Hamilton will soon be covered with brightly coloured election signs. Candidates are already filing complaints against each other. Here are five facts to know about election signs.

Complaints have already been raised about signs posted too early

Candidates have to wait until Sept. 29 to display election signs unless they're part of a campaign office, the city says. People are already filing complaints about each other. (Matt Jelly)

The municipal election is Oct. 27, which means election sign season is coming.

In the coming weeks, the city will be blanketed with hundreds of signs, said Al Fletcher, manager of licensing inspections and enforcement. Election signs are governed by the city’s sign bylaw section 5.9.

Here are five things to know about election signs:

1. They can’t be displayed until Sept. 29.

Signs are forbidden until 28 days prior to voting day, unless they’re attached to a campaign office. They must be “on a building or a portion of the building where the candidate maintains a campaign office,” Fletcher said. This is in part so signs don’t stay out indefinitely and become unsightly. The time limit is the same as provincial and federal regulations, he said. It does not include billboards.

2. They have to be on private property.

That means no road allowances or city parks.

3. The city’s sign bylaw doesn’t govern what’s on them.

There’s nothing outlining what can and can’t go on an election sign, Fletcher said. If an election sign was indecent, that would likely become a police matter.

4. It’s reinforced on a complaint basis.

The city doesn’t have enough staff to police every election sign, Fletcher said. So it mainly responds on “a reactive basis.” Usually a member of the public complains. The city will contact the candidate’s campaign headquarters, “educate them” about the sign bylaw and ask him or her to remove the sign, he said. If the candidate removes the sign, the city closes the case. If the candidate doesn’t, the city can fine the candidate $250.

5. There have already been complaints.

Mayoral candidate Brian McHattie was the first to publicly bring up the election sign rule, saying signs for opponent Brad Clark on a front lawn near the Winona Peach Festival were illegal. Clark said the home was a temporary headquarters during the festival. Clark's campaign also provided photos of McHattie signs hanging in the windows of homes in Ward 1.

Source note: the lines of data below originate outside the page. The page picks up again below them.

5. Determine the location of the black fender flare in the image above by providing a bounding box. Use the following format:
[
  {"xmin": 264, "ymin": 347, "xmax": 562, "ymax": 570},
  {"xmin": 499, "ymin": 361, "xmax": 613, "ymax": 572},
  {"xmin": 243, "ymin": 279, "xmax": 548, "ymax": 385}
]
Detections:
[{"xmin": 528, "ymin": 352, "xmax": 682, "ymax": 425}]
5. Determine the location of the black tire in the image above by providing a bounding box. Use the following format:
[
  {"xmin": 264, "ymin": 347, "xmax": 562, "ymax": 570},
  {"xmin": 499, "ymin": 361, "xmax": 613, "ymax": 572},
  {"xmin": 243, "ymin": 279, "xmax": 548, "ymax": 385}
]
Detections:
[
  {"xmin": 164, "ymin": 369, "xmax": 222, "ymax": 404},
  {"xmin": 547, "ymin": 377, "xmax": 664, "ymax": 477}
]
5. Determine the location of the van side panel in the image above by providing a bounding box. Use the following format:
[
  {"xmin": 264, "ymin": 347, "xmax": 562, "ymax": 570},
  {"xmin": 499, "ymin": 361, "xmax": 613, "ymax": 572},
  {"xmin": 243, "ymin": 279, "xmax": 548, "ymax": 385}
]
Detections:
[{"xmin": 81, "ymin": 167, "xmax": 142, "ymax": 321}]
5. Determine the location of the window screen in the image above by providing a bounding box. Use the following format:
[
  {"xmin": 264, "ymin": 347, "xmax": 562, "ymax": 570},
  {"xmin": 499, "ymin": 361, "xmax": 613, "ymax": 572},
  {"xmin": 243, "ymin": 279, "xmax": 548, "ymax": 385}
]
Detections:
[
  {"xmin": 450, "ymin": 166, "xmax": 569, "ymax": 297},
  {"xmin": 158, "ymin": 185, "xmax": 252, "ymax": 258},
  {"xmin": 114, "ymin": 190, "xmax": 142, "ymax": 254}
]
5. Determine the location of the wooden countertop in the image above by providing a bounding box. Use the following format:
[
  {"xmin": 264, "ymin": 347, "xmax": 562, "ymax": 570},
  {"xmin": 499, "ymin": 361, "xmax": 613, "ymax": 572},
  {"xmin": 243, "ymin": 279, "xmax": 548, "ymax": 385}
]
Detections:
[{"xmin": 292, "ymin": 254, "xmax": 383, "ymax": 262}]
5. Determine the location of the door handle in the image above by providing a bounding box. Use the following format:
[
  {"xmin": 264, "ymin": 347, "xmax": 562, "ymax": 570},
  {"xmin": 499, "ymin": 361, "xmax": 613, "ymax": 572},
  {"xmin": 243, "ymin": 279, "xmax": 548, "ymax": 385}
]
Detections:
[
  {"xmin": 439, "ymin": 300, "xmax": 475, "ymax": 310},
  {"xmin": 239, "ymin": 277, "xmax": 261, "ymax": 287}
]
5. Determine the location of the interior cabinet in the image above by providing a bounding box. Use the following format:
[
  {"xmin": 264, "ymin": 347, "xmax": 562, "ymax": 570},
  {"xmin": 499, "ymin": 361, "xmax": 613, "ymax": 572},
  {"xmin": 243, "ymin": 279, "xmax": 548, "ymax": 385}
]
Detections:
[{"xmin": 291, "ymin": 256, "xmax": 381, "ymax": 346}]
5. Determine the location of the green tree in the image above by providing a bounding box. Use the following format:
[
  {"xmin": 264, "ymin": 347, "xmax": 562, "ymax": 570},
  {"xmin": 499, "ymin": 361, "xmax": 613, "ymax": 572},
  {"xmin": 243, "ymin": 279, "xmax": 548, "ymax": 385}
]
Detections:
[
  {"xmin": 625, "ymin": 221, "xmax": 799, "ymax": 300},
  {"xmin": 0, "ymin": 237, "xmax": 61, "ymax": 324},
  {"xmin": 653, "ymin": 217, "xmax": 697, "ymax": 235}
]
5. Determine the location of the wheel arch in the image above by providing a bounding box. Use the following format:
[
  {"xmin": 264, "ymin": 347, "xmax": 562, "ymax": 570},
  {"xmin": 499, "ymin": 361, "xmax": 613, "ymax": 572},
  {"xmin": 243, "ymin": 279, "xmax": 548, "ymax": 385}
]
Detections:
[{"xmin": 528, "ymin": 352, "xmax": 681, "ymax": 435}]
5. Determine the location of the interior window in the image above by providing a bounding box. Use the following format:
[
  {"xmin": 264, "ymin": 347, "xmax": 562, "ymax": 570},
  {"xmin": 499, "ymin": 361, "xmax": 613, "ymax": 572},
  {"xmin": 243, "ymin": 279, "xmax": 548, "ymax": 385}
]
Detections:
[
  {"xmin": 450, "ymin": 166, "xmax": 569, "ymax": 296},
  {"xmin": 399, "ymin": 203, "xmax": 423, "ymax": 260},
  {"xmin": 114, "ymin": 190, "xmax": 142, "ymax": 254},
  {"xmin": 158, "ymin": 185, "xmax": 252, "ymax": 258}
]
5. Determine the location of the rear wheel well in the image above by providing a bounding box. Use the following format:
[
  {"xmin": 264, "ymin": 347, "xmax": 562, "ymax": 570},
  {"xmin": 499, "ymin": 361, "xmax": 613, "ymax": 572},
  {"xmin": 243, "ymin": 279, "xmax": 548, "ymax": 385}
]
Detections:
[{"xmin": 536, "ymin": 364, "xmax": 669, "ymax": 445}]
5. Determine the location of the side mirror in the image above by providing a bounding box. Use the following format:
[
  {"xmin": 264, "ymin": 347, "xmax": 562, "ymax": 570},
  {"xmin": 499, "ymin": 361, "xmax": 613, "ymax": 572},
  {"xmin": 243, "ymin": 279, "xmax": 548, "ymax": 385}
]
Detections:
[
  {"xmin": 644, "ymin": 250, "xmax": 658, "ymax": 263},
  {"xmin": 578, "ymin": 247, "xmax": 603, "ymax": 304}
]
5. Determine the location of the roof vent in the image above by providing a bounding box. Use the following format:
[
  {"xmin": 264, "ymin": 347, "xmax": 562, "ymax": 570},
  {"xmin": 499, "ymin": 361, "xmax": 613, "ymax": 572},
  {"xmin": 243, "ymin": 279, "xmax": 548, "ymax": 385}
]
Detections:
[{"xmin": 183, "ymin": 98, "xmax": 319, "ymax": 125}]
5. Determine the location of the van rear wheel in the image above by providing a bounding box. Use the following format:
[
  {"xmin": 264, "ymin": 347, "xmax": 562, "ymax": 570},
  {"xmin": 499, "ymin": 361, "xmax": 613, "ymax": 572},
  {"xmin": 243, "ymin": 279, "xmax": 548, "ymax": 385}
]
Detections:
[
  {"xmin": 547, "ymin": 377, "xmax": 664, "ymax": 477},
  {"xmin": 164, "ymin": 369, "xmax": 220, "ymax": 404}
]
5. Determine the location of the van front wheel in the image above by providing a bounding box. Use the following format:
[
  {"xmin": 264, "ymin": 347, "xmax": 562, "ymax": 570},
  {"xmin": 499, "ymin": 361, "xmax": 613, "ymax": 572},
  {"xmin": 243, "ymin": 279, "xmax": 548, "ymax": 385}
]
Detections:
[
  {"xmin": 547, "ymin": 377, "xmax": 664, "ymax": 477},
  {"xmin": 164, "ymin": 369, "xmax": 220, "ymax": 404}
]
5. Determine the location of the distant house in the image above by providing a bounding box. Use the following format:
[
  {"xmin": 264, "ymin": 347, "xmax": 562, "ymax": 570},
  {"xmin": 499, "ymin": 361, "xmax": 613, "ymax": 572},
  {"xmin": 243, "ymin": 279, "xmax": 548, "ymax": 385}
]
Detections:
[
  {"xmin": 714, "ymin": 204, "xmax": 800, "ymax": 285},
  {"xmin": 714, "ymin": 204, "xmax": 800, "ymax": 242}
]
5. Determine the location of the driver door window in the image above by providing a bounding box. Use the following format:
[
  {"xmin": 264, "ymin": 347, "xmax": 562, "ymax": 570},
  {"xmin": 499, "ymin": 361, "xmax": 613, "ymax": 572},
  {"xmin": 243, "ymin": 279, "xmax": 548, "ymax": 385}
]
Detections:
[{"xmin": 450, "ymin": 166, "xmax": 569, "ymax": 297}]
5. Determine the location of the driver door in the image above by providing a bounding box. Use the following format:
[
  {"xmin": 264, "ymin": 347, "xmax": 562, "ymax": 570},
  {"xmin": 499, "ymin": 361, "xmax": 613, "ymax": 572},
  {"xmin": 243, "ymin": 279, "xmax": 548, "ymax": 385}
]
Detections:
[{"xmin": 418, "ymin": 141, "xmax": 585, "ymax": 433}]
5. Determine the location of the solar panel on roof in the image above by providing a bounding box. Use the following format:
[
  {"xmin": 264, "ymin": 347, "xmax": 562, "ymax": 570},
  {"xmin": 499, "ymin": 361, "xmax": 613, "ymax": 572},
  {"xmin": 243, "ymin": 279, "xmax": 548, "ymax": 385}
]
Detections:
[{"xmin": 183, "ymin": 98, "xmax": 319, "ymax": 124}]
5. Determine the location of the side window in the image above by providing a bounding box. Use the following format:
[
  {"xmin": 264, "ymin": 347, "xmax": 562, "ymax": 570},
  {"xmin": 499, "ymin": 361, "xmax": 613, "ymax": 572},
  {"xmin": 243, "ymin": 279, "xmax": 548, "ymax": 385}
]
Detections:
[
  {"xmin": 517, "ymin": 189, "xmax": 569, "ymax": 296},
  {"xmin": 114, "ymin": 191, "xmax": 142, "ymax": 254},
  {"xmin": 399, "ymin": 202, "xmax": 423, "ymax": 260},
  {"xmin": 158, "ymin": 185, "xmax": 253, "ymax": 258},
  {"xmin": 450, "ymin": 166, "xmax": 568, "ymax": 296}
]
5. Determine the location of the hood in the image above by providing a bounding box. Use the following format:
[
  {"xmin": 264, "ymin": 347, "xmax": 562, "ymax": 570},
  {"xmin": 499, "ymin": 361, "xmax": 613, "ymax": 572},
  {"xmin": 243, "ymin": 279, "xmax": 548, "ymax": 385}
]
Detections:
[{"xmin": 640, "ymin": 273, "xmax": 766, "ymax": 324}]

A member of the public complained about signs posted by Coun. Lloyd Ferguson of Ancaster during the Ancaster Fair this week. Ferguson has no campaign headquarters, Fletcher said, and is using a tent at the Ancaster Fair, which makes the signs legal. But challenger John Iachelli wasn’t happy about it. “I look to the city to address this item,” he said.

The city has gotten about three complaints so far regarding election signs in general, Fletcher said. While he’s expecting more, “I’m hoping for a quiet election time.”